The writers of “Becoming Jane” are hamstrung in working out this simultaneously imaginative and imitative scenario by the facts of the real Austen’s life, which certainly include some sort of youthful dalliance with a Tom Lefroy but prevent them from providing a denouement as sweetly satisfying as those one finds in her books. (After all, she died without ever having married.) But otherwise they try to mimic the tone and incident of the novels as much as they can, offering a gallery of characters—not just those already mentioned but others like Jane’s sister Cassandra (Anna Maxwell Martin) and her betrothed, the clergyman Robert Fowle (Tom Vaughan-Lawlor); flighty young Lucy Lefroy (Jessica Ashworth), who’s also besotted with Tom; and a world-wise visiting French countess (Lucy Cohu), who’s escaped from the revolution back home and is searching for a man herself—that will be comfortably familiar to their readers.
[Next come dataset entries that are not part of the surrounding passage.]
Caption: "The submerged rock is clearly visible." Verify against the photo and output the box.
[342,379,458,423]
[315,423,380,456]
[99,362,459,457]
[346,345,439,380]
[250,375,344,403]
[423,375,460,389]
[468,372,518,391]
In dressing the picture, the crew have also done their best to emulate the style and tone of the earlier Austen adaptations; Eve Stewart’s production design, David McHenry’s art direction, Johnny Byrne’s set decoration and Eimer Ni Mhaoldomhnaigh’s costumes, taken together, nicely recreate the world of early nineteenth-century England, and cinematographer Eigil Bryld, working in lush widescreen color, makes fine use of the eye-catching locations.
The cast works hard to capture the right mood, too. Hathaway shows a spunkiness that’s occasionally too modern, but makes a likable heroine nonetheless, and McAvoy and Fox perform all the right moves as her very different suitors. But the real joys of the movie are the turns by the veterans of this sort of thing—Walters’ garrulous, querulous mother, Cromwell’s Edward Bennet-like father, Smith’s hyper-arch Gresham, and especially the late Richardson’s supremely arrogant, letter-of-the-law judge. His ability to triumph over the kind of mediocre material he’s unhappily compelled to deliver here is a demonstration of how much he’ll be missed.
“Becoming Jane” will perhaps satisfy audiences still in withdrawal from the dearth of recent Austen adaptations on the screen. In the end, though, it inevitably exudes a sort of hand-me-down quality, the feeling of being a second-rate copy instead of a true original, at once too clever and not quite clever enough.